Pelaku itu mungkin saja berfikir ulang apa bila terjadi semacam itu di Jawa terhadap orang Papua orang Papua pembenaraanya yang berwatak kolonial dan rasis pemerintah indonesia.
Menolak bahwa menyatakan TPN-PB freedom fighter. Pada hal lahirnya TPN_PB karena adanya invasi dan anekasi Papua ke Indonesia.
Tak mungkin perang jika keadaan mereka tenang dan bebas dari penjajahan selain itu pemerintah indonesia tak mau hukum humaniter ( hukum perang ).
Akibatnya hak sipil menjadi korban penolakan ini tentu saja pemerintah Indonesia tak mau ada pengawasan dari lembaga internasional atas perang tersulubung.

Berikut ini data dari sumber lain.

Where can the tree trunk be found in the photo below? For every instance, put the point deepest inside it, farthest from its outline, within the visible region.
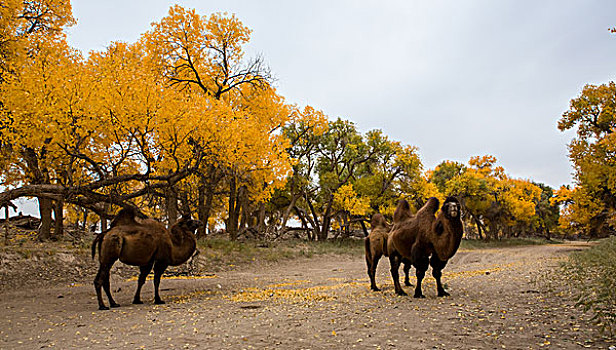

Yang mereka lakukan selama ini di tanah Papua atas kejadian ini kami keluarga besar badan eksekutif mahasiswa dan dewan perwakilan mahasiswa FKIP Uncen.
Menyatakan bahwa:
1. Adili para pelaku korban dengan mencobot jabatan dari instusi militer.
2. Tarik militer organik dan non organik dari seluruh tanah Papua.
3. Hentikan kekerasan terhadap warga sipil.
4. Masalah Papua adalah masalah politik maka Indonesia membuka ruang dialog yang fasilitas oleh pihak ketiga.
5. Kami medesak dewan HAM PBB datang ke Papua untuk investigasi indenvenden terkait kasus pelanggaran HAM.
6. Hentikan invasi militer besar besaran di Papua.
7. Tarik pos militer dan militer.
8. Berikan hak penentuan nasib sendiri bagi bangsa Papua solusi sebagai d koemokrasi mengatasi masalah Papua.